Addressing the Exporters and Manufacturers Association, Rakhudu was quoted as saying citizen companies should do more to market themselves and be rid of the expectation of government procurement.  On the surface, these remarks sound logical and even prudent when set against the backdrop of forecast reductions in public spending.  However, analysed further, they are symptomatic of the laissez-faire approach creeping into government's interaction with Small-to-Medium Enterprises (SMEs) and local industrialisation.

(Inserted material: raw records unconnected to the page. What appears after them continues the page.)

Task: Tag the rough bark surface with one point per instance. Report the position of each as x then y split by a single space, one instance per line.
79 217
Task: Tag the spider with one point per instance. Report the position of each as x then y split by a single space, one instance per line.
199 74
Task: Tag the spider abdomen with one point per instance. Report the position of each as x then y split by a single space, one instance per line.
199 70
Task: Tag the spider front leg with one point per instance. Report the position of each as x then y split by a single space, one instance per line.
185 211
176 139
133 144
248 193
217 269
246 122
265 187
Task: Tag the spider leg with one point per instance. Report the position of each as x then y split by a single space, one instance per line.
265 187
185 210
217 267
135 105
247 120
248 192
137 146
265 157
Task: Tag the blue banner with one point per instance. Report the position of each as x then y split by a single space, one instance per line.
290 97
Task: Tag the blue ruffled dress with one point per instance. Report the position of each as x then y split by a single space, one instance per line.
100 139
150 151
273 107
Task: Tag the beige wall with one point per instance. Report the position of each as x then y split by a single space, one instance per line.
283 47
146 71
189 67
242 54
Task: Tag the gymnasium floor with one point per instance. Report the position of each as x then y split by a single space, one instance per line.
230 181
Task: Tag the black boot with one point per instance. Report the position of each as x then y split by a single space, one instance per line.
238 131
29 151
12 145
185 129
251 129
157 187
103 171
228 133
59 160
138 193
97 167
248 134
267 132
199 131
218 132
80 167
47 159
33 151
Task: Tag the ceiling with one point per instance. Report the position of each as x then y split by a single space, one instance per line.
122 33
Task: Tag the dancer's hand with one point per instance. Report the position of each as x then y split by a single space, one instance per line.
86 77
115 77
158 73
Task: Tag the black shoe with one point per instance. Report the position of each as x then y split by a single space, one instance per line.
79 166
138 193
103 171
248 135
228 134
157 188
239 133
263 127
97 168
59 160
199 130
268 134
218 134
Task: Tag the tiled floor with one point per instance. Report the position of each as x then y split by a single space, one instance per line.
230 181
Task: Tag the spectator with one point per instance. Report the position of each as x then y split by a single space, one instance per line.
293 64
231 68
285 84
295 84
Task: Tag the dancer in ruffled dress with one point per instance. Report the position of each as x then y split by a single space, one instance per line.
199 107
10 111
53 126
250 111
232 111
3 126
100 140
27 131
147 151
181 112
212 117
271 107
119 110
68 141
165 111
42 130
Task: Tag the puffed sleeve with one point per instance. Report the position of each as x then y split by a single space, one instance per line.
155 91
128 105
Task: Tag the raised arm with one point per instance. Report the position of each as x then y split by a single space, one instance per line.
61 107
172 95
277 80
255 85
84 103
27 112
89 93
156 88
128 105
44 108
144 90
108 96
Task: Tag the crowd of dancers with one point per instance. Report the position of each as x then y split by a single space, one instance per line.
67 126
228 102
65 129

The operating hypothesis here is that the Economic Diversification Drive and its billions should surely result in the upliftment of SMEs and greater local industrialisation.  It would appear that government, in assuming a facilitator's role, put a little too much distance between itself and the development of local SMEs.  The evidence on the ground directly contradicts the operating hypothesis because SMEs continue to experience high failure rates due to factors like limited access to credit facilities, unavailability of land, market barriers, know-how and stiff competition.   For all its noble objectives, the EDD will hardly reverse the large-scale capture of government procurement by foreign entities along with the latent export of jobs.  Various government and quasi-government fora have exhausted discussion of all factors here, from the fact that local SMEs and industry have costlier but poorer quality products to the global 'illegality' of imposing import barriers willy-nilly.

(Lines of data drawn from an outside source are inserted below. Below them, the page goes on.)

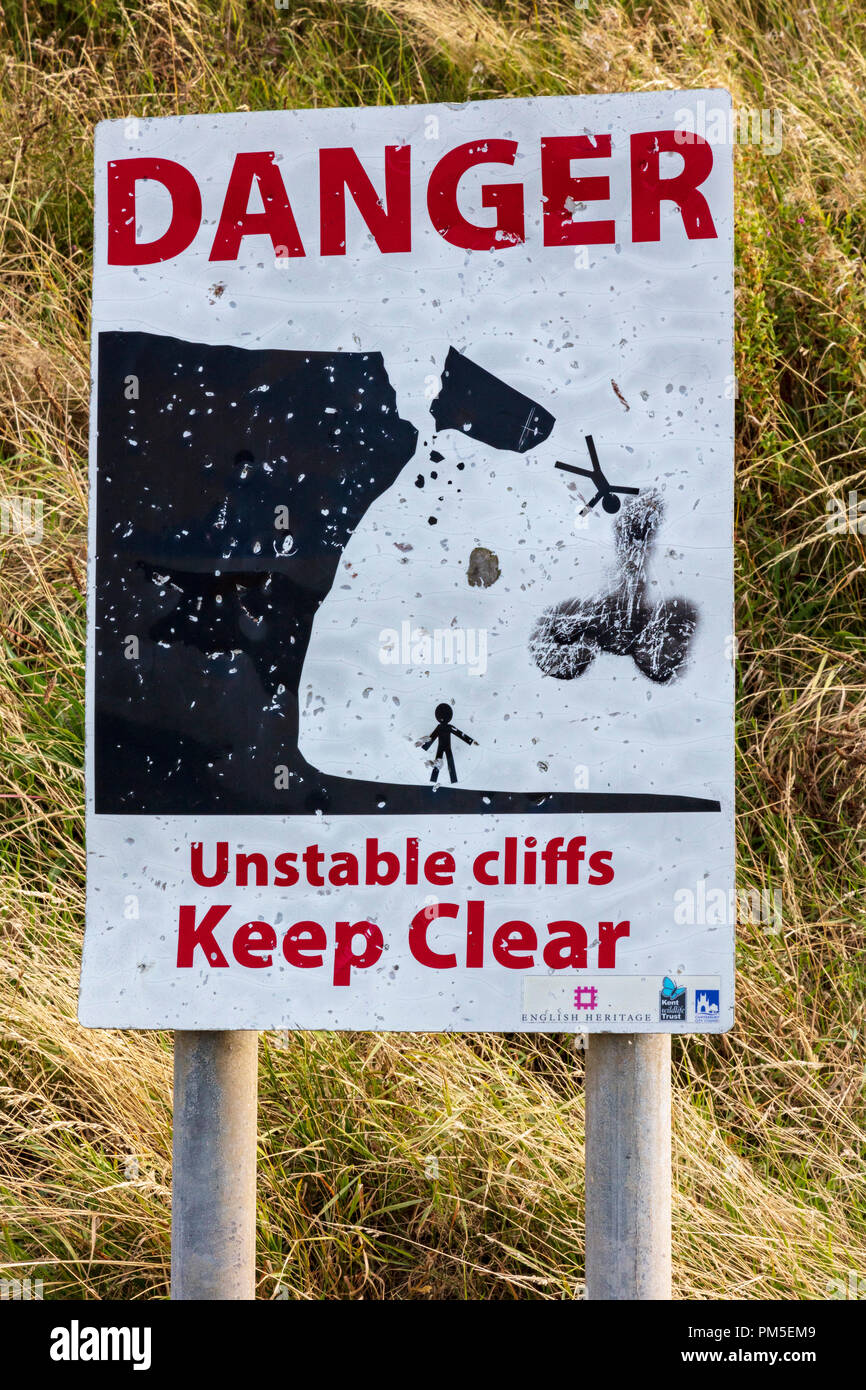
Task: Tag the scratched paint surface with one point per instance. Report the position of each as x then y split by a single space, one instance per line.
342 498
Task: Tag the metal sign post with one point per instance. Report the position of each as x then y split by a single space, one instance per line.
213 1184
627 1172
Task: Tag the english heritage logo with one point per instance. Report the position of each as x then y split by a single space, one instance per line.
672 1002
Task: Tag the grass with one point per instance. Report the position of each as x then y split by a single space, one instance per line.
452 1166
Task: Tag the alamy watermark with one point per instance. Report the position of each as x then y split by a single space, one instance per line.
21 516
850 520
444 647
720 906
730 125
22 1290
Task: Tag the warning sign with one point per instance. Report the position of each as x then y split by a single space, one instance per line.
410 658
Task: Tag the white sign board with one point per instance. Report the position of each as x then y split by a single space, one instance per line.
410 687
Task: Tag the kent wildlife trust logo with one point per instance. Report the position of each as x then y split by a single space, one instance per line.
672 1001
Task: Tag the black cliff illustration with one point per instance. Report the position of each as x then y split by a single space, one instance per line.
230 481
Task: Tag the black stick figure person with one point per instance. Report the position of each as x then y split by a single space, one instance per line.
442 736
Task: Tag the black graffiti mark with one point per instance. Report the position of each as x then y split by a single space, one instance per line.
442 736
656 635
606 492
485 407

Government's emphasis needs to be on cutting the unit costs incurred by local producers of goods and services, firstly to enable them to better compete for public procurement and secondly to boost export competitiveness.  In the same way that the IFSC used to provide an incentives package for international finance investors, qualifying SMEs and local manufacturers could be given an inducement basket enabling them to lower their unit costs.  These incentives could encompass tax holidays/relief; land allocation preferences, preferential settlements at public accounting offices and many others.  Other incentives could include favourable electricity, water and telecommunications tariffs.  Reducing unit costs is a more sustainable approach to accelerated industrial growth and SME development than the EDD's use of precarious government procurement. The difference between targeting unit costs and using the EDD is that the former focuses on inputs, while the latter seeks to 'cure' the negative outputs.  It can be successfully argued that the EDD's cover and even enable a poor input and processes environment within local SMEs and industry.  The EDD ostensibly rewards some SMEs with a rich helping of taxpayer's funds for the delivery of poor quality, costly goods and services.  By starting with lowering unit costs, through strategic incentives, government could then focus parastatals' attention on boosting the quality of these products and services and securing local and foreign markets through policy initiatives.  At any rate, a thorough re-think of the prevailing strategy, as can be deduced from Rakhudu's comments, is desperately required if local SMEs and industry are indeed the future of Botswana's 'diamondless' economy.

                               Today's thought

'Wherever you see a successful business, someone once made a courageous decision'.